5 BSP MLAs disqualified by speaker
VIDHAN SABHA Speaker Mata Prasad Pandey today disqualified the five Bahujan Samaj Party (BSP) rebels ? Surendra Vikram Singh, Jaiveer Singh, Ram Krishna, Dharam pal and Ramji Shukla ? who had switched their loyalties back to the BSP, thereby disassociating themselves from the Samajwadi Party.india Updated: Jun 11, 2006 01:24 IST
VIDHAN SABHA Speaker Mata Prasad Pandey today disqualified the five Bahujan Samaj Party (BSP) rebels — Surendra Vikram Singh, Jaiveer Singh, Ram Krishna, Dharam pal and Ramji Shukla — who had switched their loyalties back to the BSP, thereby disassociating themselves from the Samajwadi Party.
The speaker read out the operative portion of his 36-page order, disqualifying the five MLAs under the provisions of para 2 (1) of the 10th schedule of the Constitution, at a hurriedly convened press conference here this evening. This is for the first time that any MLA has been disqualified under the provisions of 10th schedule, the main objective of which was to check anti-defection activities.
Loktantrik Bahujan Dal chief whip Yogesh Pratap Singh had filed a petition seeking disqualification of the five MLAs on April 5, 2006 for deserting the Samajwadi Party and switching over their loyalties to the BSP.
Counsel for the five MLAs had argued that the LBD was nowhere in existence as it had been merged with the Samajwadi Party. He said the petitioner had not given any details about when and how LBD came back into existence after its merger with SP.
The speaker had reserved his verdict on June 5, 2006 after hearing arguments from both the sides. The five MLAs were part of the group of 38 BSP rebels who had left the BSP and formed the LBD that subsequently merged with the Samajwadi Party.
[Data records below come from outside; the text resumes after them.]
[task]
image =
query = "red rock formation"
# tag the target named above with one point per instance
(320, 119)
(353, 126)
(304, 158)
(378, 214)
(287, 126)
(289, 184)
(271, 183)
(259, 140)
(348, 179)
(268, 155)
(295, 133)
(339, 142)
These five MLAs had rejoined the BSP on March 1, 2006 following the Allahabad High Court’s majority verdict on February 28, 2006 quashing the speaker’s orders recognising the split in the BSP and the subsequent merger of the LBD with the SP.
The speaker, in his order, noted that the five MLAs had nowhere denied the split in the BSP and the subsequent formation of the LBD. By questioning their own conduct over formation of the LBD the MLAs have been ‘estopped’, said the speaker, adding the LBD came into existence as a political party on August 26, 2003 following the split in the BSP. LBD’s existence did not depend on speaker’s recognition, he said. Besides the Supreme Court’s order of March 24, 2006 protected the recognition of LBD, he said.
Moreover, the five MLAs have not disputed the fact they went back to the BSP on March 1, 2006, said the speaker adding they have now filed an affidavit questioning the formation of LBD. This act of the five MLAs of leaving and rejoining the BSP was completely under the purview of para 2(1) (A) of the 10th schedule of the Constitution. “Hence, the five MLAs stood disqualified,” he said.
As they have neither claimed any division nor merger and have a party of only five MLAs (which is neither one-third nor two-third of the LDB or the Samajwadi Party they have no defence against the provisions of para 3 and 4 of 10th schedule of the Constitution, said the speaker.
Meanwhile, the disqualified MLA Jaivir Singh said the speaker had given his verdict under pressure of Samajwadi Party. He said the verdict was also in violation of SC directives. This case was listed in the SC for hearing on July 14, 2006, said Singh adding he would also hold legal consultations to challenge the speaker’s order. Another disqualified MLA Ram Kishan said in Sitapur the decision was expected and they would move court against it.